We have shown a mean vitamin D level of 17.1 ng/mL among 1083 patients 70 and older (Maier et al., 2015a). Data on such old geriatric and orthopedic patients is scarce, but they all support a widespread rate of hypovitaminosis D in the elderly (Drinka, 1996). This is an alarming fact, knowing that the official recommendation by the European Society for Clinical and Economic Aspects of Osteoporosis and Osteoarthritis is a minimum serum 25-OH-D level of 30 ng/mL in fragile elderly subjects at an elevated risk of falls and fractures (Rizzoli et al., 2013). Bischoff-Ferrari et al. (2004) showed a 22% reduction in falls of patients taking vitamin D supplements. Gerdhem et al. (2005) evaluated 986 postmenopausal women and showed a twofold increased fracture risk for patients with 25-OH-D levels below 20 ng/mL compared to patients with higher serum vitamin D levels. Moreover, a contributing role of vitamin D deficiency in the occurrence of simultaneous fractures has recently been described in a study of 472 elderly hip fracture patients (Di Monaco et al., 2011).

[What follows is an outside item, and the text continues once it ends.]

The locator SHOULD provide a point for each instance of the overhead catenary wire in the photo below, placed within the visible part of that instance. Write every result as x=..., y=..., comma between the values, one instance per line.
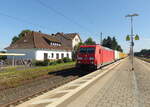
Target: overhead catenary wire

Besides its regulatory function in bone metabolism, vitamin D has been found by several studies to exert a growing number of nonskeletal effects. In particular, hypovitaminosis D has been linked to a higher risk of cardiovascular diseases, type 2 diabetes, and even mental illness (Giovannucci et al., 2008; Mattila et al., 2007; Menkes et al., 2012). Furthermore, vitamin D also regulates innate and adaptive immune functions by activating macrophages, dendritic cells, and lymphocytes (Hewison, 2010). Hypovitaminosis D has been shown to increase the risk of respiratory tract infection and periprosthetic joint infection, and a recent clinical trial demonstrated that vitamin D supplementation decreases the risk of influenza A infection (Ginde et al., 2009; Maier et al., 2014; Urashima et al., 2010). Dobnig et al. (2008) showed in their prospective cohort study of 3258 patients that patients with deficient vitamin D levels were twice as likely to die over a 7-year follow-up than patients with normal serum 25-OH-D levels. Vitamin D levels below 17.8 ng/mL were shown to increase the risk of death by 26% of all mortalities in the general population. Matthews et al. showed an inverse relation with the length of hospital stay and vitamin D levels in surgical patients admitted to the intensive care unit. With more than 250 patients evaluated, the mean length of stay for patients with severe vitamin D deficiency (<13 ng/mL) was 13.33 days compared to 5.17 days for patients with vitamin D levels above 27 ng/mL (Matthews et al., 2012). The length of stay of 253 patients of a geriatric acute care unit was inversely associated with low vitamin D levels. Helard et al. (2013) reported that patients with vitamin D levels below 50 nmol/L were hospitalized 3 days longer on average than patients with vitamin D levels above 50 nmol/L. Thus, vitamin D not only is important to bone health but also plays an important role in immunomodulation, the regulation of inflammation and cytokines, cell proliferation, cell differentiation, apoptosis, angiogenesis, muscle strength, and muscle contraction.